At the end of a semester, Randolph takes the young frogs to his home, where they can safely mature for a while longer. He’s currently boarding about 10 student-raised frogs.
The tadpole-raising project has been a huge hit among Randolph’s students. Even after the semester ends, students drop by Randolph’s office to inquire about their tadpoles. Some students have started raising poison dart frogs as a hobby.
“It’s really cool. You get to see all the life stages of the frog,” said Eric Linder, a Lakeland resident who is pursuing his Associate in Arts degree to ultimately study environmental engineering. Linder is taking Biology II with Professor Anthony Cornett, who has incorporated Randolph’s tadpole project into his classes.
“Whenever you can actually get your hands on something and actually see it in the lab, it’s better. We get to discover things for ourselves and seeing it in real life solidifies what we learn.”
When he was named an Endowed Teaching Chair, Randolph wanted to build on the success of the tadpole-raising project by creating a large poison dart frog habitat in the lab.
“It seemed like a logical progression of the project, to give the students the ability to see the final stage of the frogs’ development,” he said. “It makes it all more real to them than just seeing something in a jar.”

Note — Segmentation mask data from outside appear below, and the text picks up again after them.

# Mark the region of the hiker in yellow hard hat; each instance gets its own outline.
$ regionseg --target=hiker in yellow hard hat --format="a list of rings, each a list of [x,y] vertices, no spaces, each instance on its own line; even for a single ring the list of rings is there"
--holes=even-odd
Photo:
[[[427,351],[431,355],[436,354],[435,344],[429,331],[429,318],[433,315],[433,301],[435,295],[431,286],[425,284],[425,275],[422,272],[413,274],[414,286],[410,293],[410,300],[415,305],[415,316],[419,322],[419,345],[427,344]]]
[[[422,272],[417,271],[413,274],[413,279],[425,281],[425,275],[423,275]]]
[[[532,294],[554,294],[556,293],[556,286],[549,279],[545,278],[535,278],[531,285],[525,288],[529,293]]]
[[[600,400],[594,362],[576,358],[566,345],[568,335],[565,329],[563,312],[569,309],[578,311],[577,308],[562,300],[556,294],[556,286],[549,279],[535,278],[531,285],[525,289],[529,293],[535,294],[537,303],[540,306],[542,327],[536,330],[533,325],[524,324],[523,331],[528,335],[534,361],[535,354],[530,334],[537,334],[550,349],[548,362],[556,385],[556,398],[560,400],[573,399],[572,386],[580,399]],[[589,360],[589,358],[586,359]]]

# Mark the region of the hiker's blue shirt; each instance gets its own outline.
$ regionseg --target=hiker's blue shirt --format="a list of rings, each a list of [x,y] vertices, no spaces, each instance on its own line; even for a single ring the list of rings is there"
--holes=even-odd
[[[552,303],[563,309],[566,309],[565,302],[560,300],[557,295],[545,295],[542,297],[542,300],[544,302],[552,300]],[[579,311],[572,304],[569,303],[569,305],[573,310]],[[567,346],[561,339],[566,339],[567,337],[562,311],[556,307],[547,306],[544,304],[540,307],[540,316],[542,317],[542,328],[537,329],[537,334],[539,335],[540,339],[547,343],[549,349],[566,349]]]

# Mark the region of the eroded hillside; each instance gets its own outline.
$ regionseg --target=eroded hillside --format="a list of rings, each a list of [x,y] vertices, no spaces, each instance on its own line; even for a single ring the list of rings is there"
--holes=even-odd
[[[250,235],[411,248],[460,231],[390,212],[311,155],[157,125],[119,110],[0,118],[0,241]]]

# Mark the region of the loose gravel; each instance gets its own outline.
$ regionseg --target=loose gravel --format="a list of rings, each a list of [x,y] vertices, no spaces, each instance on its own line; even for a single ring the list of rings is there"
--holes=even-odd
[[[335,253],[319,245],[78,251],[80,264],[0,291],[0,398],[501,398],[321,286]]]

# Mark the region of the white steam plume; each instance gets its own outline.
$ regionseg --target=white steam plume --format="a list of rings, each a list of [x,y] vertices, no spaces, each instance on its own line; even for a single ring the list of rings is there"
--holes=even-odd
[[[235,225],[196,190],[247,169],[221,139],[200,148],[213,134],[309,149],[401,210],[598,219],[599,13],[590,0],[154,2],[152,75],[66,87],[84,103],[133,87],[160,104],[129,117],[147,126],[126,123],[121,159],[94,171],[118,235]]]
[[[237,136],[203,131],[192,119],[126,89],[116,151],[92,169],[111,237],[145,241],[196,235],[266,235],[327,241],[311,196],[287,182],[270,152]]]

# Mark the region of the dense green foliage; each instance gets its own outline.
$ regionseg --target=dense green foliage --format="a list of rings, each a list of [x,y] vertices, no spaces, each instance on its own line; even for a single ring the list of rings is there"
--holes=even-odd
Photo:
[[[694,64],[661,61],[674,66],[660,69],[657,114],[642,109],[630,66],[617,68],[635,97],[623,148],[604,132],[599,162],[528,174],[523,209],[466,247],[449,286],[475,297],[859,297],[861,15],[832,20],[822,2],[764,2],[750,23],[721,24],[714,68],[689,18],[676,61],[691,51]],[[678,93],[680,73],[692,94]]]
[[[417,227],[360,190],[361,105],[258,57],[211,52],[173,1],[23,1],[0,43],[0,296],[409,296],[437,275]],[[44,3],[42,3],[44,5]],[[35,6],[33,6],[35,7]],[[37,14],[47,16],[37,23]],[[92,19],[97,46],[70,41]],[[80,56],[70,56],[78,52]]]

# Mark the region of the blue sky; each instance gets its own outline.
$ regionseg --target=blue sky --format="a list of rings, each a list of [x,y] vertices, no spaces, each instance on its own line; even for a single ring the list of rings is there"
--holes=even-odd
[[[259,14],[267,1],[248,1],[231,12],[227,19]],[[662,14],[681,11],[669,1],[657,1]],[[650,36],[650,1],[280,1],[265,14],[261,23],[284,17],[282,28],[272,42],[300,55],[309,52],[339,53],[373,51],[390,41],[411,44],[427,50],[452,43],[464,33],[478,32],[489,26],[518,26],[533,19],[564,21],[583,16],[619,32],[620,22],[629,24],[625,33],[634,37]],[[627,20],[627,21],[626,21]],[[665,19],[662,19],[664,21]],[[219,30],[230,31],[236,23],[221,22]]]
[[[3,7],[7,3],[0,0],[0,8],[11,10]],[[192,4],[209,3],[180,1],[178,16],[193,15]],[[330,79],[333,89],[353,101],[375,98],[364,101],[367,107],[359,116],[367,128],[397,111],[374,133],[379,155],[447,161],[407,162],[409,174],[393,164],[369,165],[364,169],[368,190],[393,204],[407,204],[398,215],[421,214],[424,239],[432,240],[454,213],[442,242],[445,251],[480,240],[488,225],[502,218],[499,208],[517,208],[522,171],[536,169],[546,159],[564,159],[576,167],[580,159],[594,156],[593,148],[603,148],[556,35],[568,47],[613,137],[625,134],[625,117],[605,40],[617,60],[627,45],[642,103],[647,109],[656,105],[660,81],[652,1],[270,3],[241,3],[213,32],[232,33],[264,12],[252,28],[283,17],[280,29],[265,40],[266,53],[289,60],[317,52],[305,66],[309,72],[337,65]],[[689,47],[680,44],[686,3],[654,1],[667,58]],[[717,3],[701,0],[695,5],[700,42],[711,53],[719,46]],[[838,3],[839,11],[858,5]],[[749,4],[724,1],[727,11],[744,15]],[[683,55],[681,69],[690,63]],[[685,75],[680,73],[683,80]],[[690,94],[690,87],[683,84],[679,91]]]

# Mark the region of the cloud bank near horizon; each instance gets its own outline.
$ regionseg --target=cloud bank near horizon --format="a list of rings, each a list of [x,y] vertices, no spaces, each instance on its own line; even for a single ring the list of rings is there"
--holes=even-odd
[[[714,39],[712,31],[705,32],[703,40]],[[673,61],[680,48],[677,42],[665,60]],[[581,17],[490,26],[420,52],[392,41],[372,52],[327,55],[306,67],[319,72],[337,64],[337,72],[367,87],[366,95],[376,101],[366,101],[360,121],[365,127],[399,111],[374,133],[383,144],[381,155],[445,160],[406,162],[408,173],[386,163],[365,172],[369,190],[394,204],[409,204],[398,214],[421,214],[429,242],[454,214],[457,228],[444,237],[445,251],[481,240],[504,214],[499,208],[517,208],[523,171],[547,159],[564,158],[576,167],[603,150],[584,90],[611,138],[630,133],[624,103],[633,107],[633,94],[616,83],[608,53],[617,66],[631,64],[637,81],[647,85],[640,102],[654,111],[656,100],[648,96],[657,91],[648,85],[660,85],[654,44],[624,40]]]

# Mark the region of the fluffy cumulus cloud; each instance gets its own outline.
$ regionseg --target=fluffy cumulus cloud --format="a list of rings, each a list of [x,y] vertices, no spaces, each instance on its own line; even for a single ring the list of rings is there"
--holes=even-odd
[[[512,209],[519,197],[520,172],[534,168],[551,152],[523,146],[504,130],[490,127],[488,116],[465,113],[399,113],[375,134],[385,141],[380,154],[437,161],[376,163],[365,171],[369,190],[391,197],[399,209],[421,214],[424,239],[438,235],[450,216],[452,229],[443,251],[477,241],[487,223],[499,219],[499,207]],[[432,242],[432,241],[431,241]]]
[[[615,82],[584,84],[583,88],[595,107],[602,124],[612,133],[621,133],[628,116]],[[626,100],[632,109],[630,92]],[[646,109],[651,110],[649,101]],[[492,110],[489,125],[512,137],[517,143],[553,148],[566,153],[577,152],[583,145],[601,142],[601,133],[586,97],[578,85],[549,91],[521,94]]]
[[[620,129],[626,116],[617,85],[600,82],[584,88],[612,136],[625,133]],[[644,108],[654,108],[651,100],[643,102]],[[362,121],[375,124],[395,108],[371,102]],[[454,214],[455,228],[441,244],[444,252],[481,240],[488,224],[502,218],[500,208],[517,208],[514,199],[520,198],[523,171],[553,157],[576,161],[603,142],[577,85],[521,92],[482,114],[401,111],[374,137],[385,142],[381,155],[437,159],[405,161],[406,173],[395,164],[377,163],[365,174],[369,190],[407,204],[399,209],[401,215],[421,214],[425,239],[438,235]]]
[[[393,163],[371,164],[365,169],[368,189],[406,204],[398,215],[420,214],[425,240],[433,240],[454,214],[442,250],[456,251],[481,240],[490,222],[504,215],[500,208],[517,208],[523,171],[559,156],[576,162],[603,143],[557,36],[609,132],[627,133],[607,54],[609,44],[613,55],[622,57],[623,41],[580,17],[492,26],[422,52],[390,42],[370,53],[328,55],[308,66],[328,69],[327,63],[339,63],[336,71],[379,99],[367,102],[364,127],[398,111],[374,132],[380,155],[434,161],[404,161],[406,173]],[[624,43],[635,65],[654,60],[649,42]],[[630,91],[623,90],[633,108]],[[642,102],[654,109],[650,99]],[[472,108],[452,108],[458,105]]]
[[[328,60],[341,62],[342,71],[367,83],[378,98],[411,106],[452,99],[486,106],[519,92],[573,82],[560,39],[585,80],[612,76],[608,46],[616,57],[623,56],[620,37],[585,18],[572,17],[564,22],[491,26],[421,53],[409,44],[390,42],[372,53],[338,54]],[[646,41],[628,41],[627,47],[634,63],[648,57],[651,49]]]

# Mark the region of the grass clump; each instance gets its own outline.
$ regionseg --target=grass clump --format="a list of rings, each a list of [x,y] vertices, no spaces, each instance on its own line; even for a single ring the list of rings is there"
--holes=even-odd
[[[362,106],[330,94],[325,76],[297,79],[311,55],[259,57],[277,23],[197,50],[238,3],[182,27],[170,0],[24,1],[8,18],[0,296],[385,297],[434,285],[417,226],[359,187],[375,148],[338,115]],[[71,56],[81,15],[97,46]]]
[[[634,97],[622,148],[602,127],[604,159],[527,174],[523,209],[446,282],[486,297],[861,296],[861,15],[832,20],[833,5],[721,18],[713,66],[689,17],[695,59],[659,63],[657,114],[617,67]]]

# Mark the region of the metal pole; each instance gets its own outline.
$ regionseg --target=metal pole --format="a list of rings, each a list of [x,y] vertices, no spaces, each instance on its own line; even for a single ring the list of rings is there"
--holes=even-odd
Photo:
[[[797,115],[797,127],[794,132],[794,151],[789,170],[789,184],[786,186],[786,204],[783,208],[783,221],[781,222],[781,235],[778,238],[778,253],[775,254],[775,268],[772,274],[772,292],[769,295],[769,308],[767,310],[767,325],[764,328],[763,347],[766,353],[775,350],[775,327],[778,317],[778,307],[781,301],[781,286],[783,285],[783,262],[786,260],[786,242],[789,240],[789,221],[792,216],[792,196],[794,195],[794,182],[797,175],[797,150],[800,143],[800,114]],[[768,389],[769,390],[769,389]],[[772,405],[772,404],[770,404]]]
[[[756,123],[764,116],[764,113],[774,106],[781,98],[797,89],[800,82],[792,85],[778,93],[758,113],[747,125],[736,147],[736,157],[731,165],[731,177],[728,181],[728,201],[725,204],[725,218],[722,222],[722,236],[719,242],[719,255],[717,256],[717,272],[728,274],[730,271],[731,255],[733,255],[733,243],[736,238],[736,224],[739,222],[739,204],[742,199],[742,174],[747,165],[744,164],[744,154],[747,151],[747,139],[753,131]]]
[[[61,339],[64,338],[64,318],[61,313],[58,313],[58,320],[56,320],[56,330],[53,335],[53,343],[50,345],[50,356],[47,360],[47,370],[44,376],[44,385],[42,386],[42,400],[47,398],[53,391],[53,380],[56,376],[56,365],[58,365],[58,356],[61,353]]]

Randolph made setting up the large poison dart frog vivarium a student project. Students helped install the 25 different orchid species — and the menagerie of other rare plants — it houses. They helped arrange the landscape, including a small ledge that has become the frogs’ favorite hangouts.
Stop by the lab in WSC and you can watch the frogs hopping around their home. They all come out of their various cubbies when Randolph sprinkles in a healthy helping of live bugs.
Eventually, once they’re mature enough to defend themselves, Randolph will introduce the student-raised frogs into the habitat. One day, he said, the frogs will breed, providing tadpoles for future students to study.
Future reproductive possibilities aside, Vice President for Academic Services Kenneth Ross said Randolph’s frogs are creating plenty of immediate — if intangible — benefits.
“Biology is the study of living things. That Dr. Randolph’s students are now studying ‘living things’ by actually studying ‘living things,’ is huge to keeping them engaged. Plus, Dr. Randolph has such passion not only for his subject matter, but also for these frogs in particular. That passion surely rubs off on his students, making them excited to go to class.”
At Polk State, students study a broad range of natural and physical sciences, either as requirements for their Associate in Arts degrees prior to transferring to four-year institutions, or entering one of the College’s bachelor’s or Health Sciences programs.